Sereia
Data 07/02/2025 14:12:03 | Tópico: Prosas Poéticas
| Sereia, és um mito feito de veias de mar e ossos de espuma, onde cada escama brilha como uma estrela afogada. És o reflexo fugidio que habita o interstício entre o sonho e a matéria, entre aquilo que se pode tocar e aquilo que somente se pode contemplar. Os teus cânticos não são apenas melodias: são promessas e despedidas costuradas com o fio das marés.
Nadas entre os colossos oceânicos, teu corpo se enlaça nas sinfonias das baleias, cada nota uma gota ancestral de saudade. As águas são o teu abrigo e o teu cárcere, e em teus olhos há profundezas que os homens jamais sondarão. Tua existência é feita de paradoxos – viver em plenitude no mar é também viver em ausência para a terra. Por isso, teus beijos são lâminas de sal: acendem velas na sombra, mas também apagam o fogo de quem tenta aprisionar-te.
És tanto o desejo quanto o limite do desejo. És o apelo que chama aqueles que jamais poderão alcançar-te. E talvez seja exatamente aí, na impossibilidade de pertencer, que tua essência floresça. As tuas escolhas são ceias de mariscos sagrados, e em cada travessia deixas uma parte de ti submersa nas correntezas.
Mas, sereia, e se tu ousasses andar entre nós?

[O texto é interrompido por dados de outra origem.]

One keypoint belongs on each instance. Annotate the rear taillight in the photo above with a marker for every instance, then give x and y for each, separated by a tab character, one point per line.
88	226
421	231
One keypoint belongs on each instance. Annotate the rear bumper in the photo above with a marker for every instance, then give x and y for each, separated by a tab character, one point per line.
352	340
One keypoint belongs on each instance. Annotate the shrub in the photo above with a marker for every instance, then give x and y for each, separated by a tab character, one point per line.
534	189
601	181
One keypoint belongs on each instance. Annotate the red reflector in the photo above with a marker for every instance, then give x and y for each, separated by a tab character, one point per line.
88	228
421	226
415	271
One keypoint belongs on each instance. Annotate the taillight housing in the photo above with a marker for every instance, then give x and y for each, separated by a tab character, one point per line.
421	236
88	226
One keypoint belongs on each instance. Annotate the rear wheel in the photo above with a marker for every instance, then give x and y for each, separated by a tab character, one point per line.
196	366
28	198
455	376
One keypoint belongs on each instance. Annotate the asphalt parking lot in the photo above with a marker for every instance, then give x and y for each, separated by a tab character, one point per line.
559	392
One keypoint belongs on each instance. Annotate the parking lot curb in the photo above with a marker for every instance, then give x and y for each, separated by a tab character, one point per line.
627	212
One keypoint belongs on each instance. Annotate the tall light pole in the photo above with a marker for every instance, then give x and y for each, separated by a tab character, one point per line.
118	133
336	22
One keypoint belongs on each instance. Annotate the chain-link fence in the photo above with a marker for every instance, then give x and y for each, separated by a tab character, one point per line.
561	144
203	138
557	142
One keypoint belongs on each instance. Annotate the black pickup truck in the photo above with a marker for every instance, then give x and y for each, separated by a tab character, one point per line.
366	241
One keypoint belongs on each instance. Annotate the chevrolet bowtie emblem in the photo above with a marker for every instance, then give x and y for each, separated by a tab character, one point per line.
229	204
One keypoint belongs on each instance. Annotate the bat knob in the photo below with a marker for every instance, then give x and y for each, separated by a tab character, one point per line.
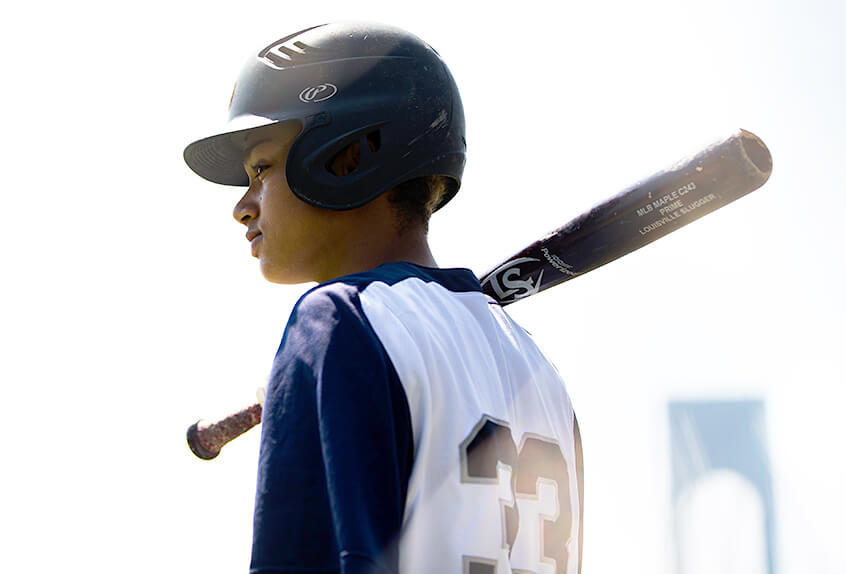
196	444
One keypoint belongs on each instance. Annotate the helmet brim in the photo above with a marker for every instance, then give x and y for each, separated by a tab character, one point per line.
220	158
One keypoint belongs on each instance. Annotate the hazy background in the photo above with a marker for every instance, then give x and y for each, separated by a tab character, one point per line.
131	306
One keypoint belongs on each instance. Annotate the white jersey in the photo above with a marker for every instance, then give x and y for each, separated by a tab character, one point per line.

Queimada pelas brasas de mãos humanas, que restaria de tua cor? A terra exige sacrifícios, e talvez o preço seja a morte de quem és. Assim, habitas eternamente o entrelugar dos encantos – onde ninguém chega completamente, mas onde todos te desejam como uma miragem que jamais se dissipa.
Por isso, és eterna, mesmo quando teus rastros se apagam no sal.